Il fait essentiellement valoir que :
- sur la prescription
- Mme [P] sollicite l'annulation des avertissements disciplinaires qui lui ont été notifiés en date des 21 et 30 juillet 2014. Elle disposait pour ce faire d'un délai expirant le 30 juillet 2016. Or, la salariée a saisi le conseil de prud'hommes en mars 2018,
- Mme [P] a été licenciée le 11 mars 2016. Elle disposait donc d'un délai de deux ans pour saisir la juridiction prud'homale. La réforme du 23 septembre 2017, qui a réduit à un an la durée de prescription, n'a pas permis
de reporter ce délai au 23 septembre 2018, puisqu'au jour de son entrée en vigueur, le délai pour agir restant imparti à Mme [P] était de moins d'un an. C'est donc bien au 11 mars 2018 que le délai de prescription expirait,
- Mme [P] ayant saisi le conseil de prud'hommes le 12 mars 2018, sa demande au titre du licenciement est prescrite,
- Mme [P] sollicite encore la somme de 5.000,00 euros à titre de dommages et intérêts au titre d'un préjudice né selon elle d'une sanction disciplinaire abusive de l'employeur, à savoir une retenue de 350,00 euros sur son salaire.

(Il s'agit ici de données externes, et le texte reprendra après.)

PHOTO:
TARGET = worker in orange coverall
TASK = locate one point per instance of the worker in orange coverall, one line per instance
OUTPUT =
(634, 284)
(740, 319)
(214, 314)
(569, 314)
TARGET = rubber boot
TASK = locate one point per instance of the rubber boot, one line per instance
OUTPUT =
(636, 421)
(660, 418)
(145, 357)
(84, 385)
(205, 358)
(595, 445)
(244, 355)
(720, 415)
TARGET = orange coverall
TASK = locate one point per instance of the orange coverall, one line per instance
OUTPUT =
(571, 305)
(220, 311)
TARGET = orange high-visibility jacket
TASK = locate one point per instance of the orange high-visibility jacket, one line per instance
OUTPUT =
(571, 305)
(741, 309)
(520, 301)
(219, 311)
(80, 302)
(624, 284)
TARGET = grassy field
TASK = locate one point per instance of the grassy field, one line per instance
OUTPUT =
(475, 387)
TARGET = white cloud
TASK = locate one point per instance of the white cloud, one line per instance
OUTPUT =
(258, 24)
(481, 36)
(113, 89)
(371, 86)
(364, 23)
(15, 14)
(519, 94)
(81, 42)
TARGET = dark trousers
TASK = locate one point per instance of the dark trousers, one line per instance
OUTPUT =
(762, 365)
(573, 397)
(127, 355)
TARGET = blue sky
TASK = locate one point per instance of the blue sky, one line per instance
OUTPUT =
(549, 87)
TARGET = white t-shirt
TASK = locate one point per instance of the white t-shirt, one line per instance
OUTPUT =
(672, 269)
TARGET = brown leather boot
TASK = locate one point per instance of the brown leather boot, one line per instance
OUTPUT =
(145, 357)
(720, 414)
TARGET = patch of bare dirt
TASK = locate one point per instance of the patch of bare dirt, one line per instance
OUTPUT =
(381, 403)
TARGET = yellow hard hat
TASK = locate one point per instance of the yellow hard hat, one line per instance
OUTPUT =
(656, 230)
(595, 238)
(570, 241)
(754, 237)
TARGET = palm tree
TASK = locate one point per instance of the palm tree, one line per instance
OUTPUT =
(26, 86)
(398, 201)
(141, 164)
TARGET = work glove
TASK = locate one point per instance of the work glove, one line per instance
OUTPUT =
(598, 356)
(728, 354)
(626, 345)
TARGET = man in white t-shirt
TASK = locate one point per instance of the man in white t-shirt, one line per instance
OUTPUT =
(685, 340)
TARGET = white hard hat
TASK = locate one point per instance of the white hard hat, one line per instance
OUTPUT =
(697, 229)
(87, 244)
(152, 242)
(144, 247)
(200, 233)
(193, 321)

Cette retenue date du 15 novembre 2013, de sorte que la prescription de deux ans est acquise à la date de saisine du conseil de prud'hommes,
- Mme [P] réclame la somme de 8.000,00 euros à titre de dommages et intérêts en réparation du préjudice né de la privation du véhicule qu'elle qualifie « de fonction », à compter du 15 octobre 2014. Le délai de prescription a donc expiré le 15 octobre 2016,
- sur le licenciement
- Les pièces produites par Mme [P] ne comportent pas un seul élément médical justifiant d'un quelconque état dépressif en lien avec son inaptitude professionnelle
- A fortiori, rien ne démontre que ce prétendu état dépressif résulterait d'un harcèlement moral de la part de son employeur
- L'inaptitude de Mme [P] n'est pas consécutive à un accident du travail ou une maladie professionnelle
- L'avis d'inaptitude n'a pas été contesté par la salariée
- La matérialité du harcèlement moral n'est pas rapportée par Mme [P]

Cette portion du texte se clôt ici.